Я улыбнулась в ответ на его открытое восхищение.

— Нет, Джордж, — мягко ответила я. — Я еще в трауре. Но, когда он закончится, мой первый танец будет с тобой.

Он покраснел до ушей, и в счастливом молчании мы дошли до веранды. Мама и леди Хаверинг уже не говорили о хлебных бунтах, и у меня не нашлось повода спросить их об этом. Но мне почему-то совсем не понравился рассказ о разгневанном всаднике, у которого нет ног, хотя было непонятно, почему я так встревожилась.

Во всяком случае, сейчас надо было использовать Богом данный шанс и присоединиться к свадебному путешествию. Какой-то мудрый инстинкт подсказал мне повременить и не рассказывать Гарри наедине о просьбе его невесты. Я решила сделать это за чаем при маме, чтобы он не мог отказать мне, как любовник, а дал бы свое согласие, как брат.

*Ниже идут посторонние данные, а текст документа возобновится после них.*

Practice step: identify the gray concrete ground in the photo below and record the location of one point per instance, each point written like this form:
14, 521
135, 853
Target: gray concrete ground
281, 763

Я подчеркнула, что это приглашение последовало от Селии и без их согласия я не осмелилась дать ей ответ. В это время я внимательно наблюдала за Гарри, и видела, как удовольствие слышать эту новость сменилось выражением некоторого сомнения. Честная душа моего брата опять взяла верх, и я с неожиданной болью убедилась, что он с нетерпением ждет возможности остаться наедине с Селией, как можно дальше от ее властной матери, как можно дальше от обожающей его, но все высмеивающей мамочки и как можно дальше от своей желанной и загадочной сестры.